Ook keek ik naar alle ellende onder de zon. Ik zag de tranen van de mensen die onderdrukt worden. En ze hadden niemand die hen troostte. En de mensen die hen onderdrukten, hadden de macht. Maar zij hadden óók niemand die hen troostte. Daarom vond ik dat de mensen die al gestorven zijn, er beter aan toe zijn dan de mensen die nog leven. En ik vond dat de mensen die nog niet geboren zijn, er nóg beter aan toe zijn. Want zij weten helemaal niets van alle slechte dingen die er onder de zon gebeuren. Ook zag ik dat het harde werken en zwoegen van de mensen alleen maar anderen jaloers maakt. Ook dat is maar lucht en iets teleurstellends. Het is wel waar dat je een dwaas bent als je je armen over elkaar slaat en niets doet, want dan verhonger je door je eigen luiheid. Maar toch is een beetje rust beter dan veel gezwoeg en veel teleurstellingen. Ik zag nog iets dat maar lucht is onder de zon. Namelijk iemand die alleen is, zelfs zonder kind of broer, en die toch nooit ophoudt met zwoegen. Hij blijft verlangen naar meer rijkdom. Maar voor wie zwoegt hij dan? Voor wie ziet hij ervan af om rustig van het goede te genieten? Ook dit is maar lucht en iets verkeerds. Het is beter om met z'n tweeën te zijn dan alleen. Want met z'n tweeën hebben ze een goede beloning bij hun gezwoeg. Want als ze vallen, helpt de één de ander weer overeind. Maar als iemand alleen is en valt, wie helpt hem dan weer overeind? En als ze liggen te slapen, houdt de één de ander warm. Maar hoe kan een mens warm worden als hij alleen is? En als iemand alleen is, kan hij door iemand anders overwonnen worden. Maar twee mensen kunnen tegen een vijand standhouden. En als ze met z'n drieën zijn, zijn ze nóg sterker. Net zoals een driedubbel touw niet gauw zal breken. Beter een arme jonge man die wijs is, dan een oude, onverstandige koning die van niemand goede raad wil aannemen. Want de arme, wijze jonge man komt uit de gevangenis en wordt koning, terwijl de man die als koning geboren was, arm zal worden. Ik zag alle mensen onder de zon meelopen met de jonge man die de koning zou opvolgen. Eindeloos veel mensen hebben vóór hem geleefd en weten dus niets van hem. En heel veel mensen zullen ná hem leven en niets van hem weten. Dus ook dit is maar lucht en teleurstellend.

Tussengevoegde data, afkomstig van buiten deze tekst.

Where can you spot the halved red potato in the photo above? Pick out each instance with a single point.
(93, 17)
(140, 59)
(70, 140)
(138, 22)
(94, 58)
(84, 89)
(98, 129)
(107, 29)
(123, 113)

Prediker 4:1-16 Statenvertaling (Importantia edition) (STV)

Daarna wende ik mij, en zag aan al de onderdrukkingen, die onder de zon geschieden; en ziet, er waren de tranen der verdrukten, en dergenen, die geen trooster hadden; en aan de zijde hunner verdrukkers was macht, zij daarentegen hadden geen vertrooster. Dies prees ik de doden, die alrede gestorven waren, boven de levenden, die tot nog toe levend zijn. Ja, hij is beter dan die beiden, die nog niet geweest is, die niet gezien heeft het boze werk, dat onder de zon geschiedt. Verder zag ik al den arbeid en alle geschikkelijkheid des werks, dat het den mens nijd van zijn naaste aanbrengt. Dat is ook ijdelheid en kwelling des geestes. De zot vouwt zijn handen samen, en eet zijn eigen vlees. Een hand vol met rust is beter, dan beide de vuisten vol met arbeid en kwelling des geestes. Ik wendde mij wederom, en ik zag een ijdelheid onder de zon; Daar is er een, en geen tweede; hij heeft ook geen kind, noch broeder; nochtans is van al zijn arbeid geen einde; ook wordt zijn oog niet verzadigd van den rijkdom, en zegt niet: Voor wien arbeide ik toch, en doe mijn ziel gebrek hebben van het goede? Dit is ook ijdelheid, en het is een moeilijke bezigheid. Twee zijn beter dan één; want zij hebben een goede beloning van hun arbeid; Want indien zij vallen, de een richt zijn metgezel op; maar wee den ene, die gevallen is, want er is geen tweede om hem op te helpen. Ook, indien twee te zamen liggen, zo hebben zij warmte; maar hoe zou een alleen warm worden? En indien iemand den een mocht overweldigen, zo zullen de twee tegen hem bestaan; en een drievoudig snoer wordt niet haast gebroken. Beter is een arm en wijs jongeling, dan een oud en zot koning, die niet weet van meer vermaand te worden. Want een komt uit het gevangenhuis, om koning te zijn; daar ook een, die in zijn koninkrijk geboren is, verarmt. Ik zag al de levenden wandelen onder de zon, met den jongeling, den tweede, die in diens plaats staan zal. Er is geen einde van al het volk, van allen, die voor hen geweest zijn; de nakomelingen zullen zich ook over hem niet verblijden; gewisselijk, dat is ook ijdelheid en kwelling des geestes.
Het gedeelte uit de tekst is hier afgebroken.